Oral baclofen rarely controls dystonia in CRPS because it has a poor ability to cross the blood brain barrier. On the other hand, intrathecal baclofen results in greater therapeutic efficacy concentrated at the site of action in the spinal cord [11,12]. Patients should be screened to evaluate responsiveness to ITB therapy so that only suitable patients are selected, using a single or continuous infusion [13]. However, some patients on ITB do not experience satisfactory therapeutic effects despite good trial effectiveness of ITB because the implant fails to reach the target region of the spinal cord and the infusion system is very slow. To improve the success of ITB implantation, the location of the tip of the catheter in the intrathecal pump infusion system relative to the targeted spinal cord segments may be critical to ensure the spread of drugs away from the catheter tip.

We assumed that the tip of the intrathecal catheter should be placed near the spinal site of action of baclofen in accordance with the sweet spot of the SCS. In our case, the catheter tip was placed in the ipsilateral dorsal subarachnoid space at same level as the sweet spot of the SCS lead, which provided adequate paresthesia covering the entire painful region. Highly concentrated baclofen should be used to fill the pump, because less concentrated baclofen in a larger volume causes patients discomfort stemming from the need to refill it more frequently. The volume of drug that is administered via an intrathecal drug pump is extremely small when highly concentrated baclofen is used. In our cases, the intrathecal pump infused at a very slow-rate, 0.048 ml/day and 0.067 ml/day. Bernards reported that spread of baclofen within the cerebrospinal fluid (CSF) and spinal cord parenchyma is very limited rostrocaudally and circumferentially from the site of administration with very low-rate chronic infusion in pigs [14]. Therefore, pain reduction may not occur if the intrathecal catheter is not properly located. When the intrathecal catheter is placed in accordance with the patient’s pain region, the extent of pain reduction will increase. Additionally, it may well be important to place the tip of the catheter posteriorly to reach the ipsilateral dorsal horn and regulate pain transmission. In this case, the patient had already been implanted with an SCS, so we determined the location of the tip of intrathecal catheter consistent with the area of the spinal cord that generated optimal stimuli from the SCS.

The optimal location of the tip of the intrathecal catheter was not determined according to the painful region in previous studies. Jose et al. [15] suggested that drug features, CSF dynamics, and patient characteristics should be considered when determining the location of the intrathecal catheter.

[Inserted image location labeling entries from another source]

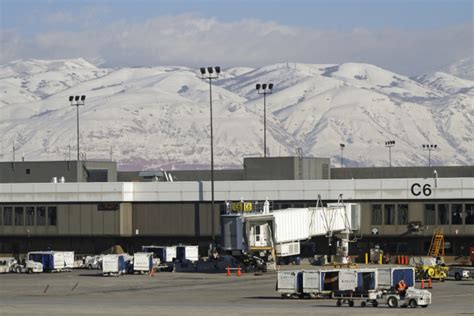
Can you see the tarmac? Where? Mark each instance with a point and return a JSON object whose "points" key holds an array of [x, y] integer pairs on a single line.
{"points": [[87, 292]]}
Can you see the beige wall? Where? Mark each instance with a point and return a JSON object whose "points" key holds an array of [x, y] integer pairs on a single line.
{"points": [[174, 219], [415, 213]]}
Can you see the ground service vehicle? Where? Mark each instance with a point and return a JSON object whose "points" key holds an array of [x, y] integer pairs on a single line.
{"points": [[113, 265], [27, 266], [52, 261], [142, 262], [412, 298], [459, 273], [6, 264]]}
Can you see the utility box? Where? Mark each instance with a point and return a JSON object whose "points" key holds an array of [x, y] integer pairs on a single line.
{"points": [[69, 259], [232, 232], [165, 253], [190, 253], [289, 282], [142, 262], [312, 282]]}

We suggest that the spinal level of the SCS is a helpful factor when determining the positioning of the tip of the intrathecal catheter. Further studies are needed to determine the most suitable location for the tip of the intrathecal catheter.

There are various complications and side effects of the implantation. Surgical complications include operation-related infections, seroma, and abscess formation at the surgical site and epidural hematoma and abscess. Also, in our case, severe seroma occurred in the pump pocket. This could have been prevented by careful hemostasis, minimal pocket size, and drainage. Mechanical pump failure is rare and good anchoring avoids migration and torsion of the catheter. Baclofen-related complications, which include drowsiness, headache, confusion, hypotension, constipation, nausea, increased urinary frequency, and sexual dysfunction, can occur at therapeutic doses. An overdose of intrathecal baclofen can be life-threatening. This can occur in the setting of improper pump refill or accidently injecting medication into the side port [4].

In conclusion, this case report suggests that intrathecal baclofen administration provides satisfactory pain relief in CRPS patients with chronic intractable neuropathic pain not improved by an SCS.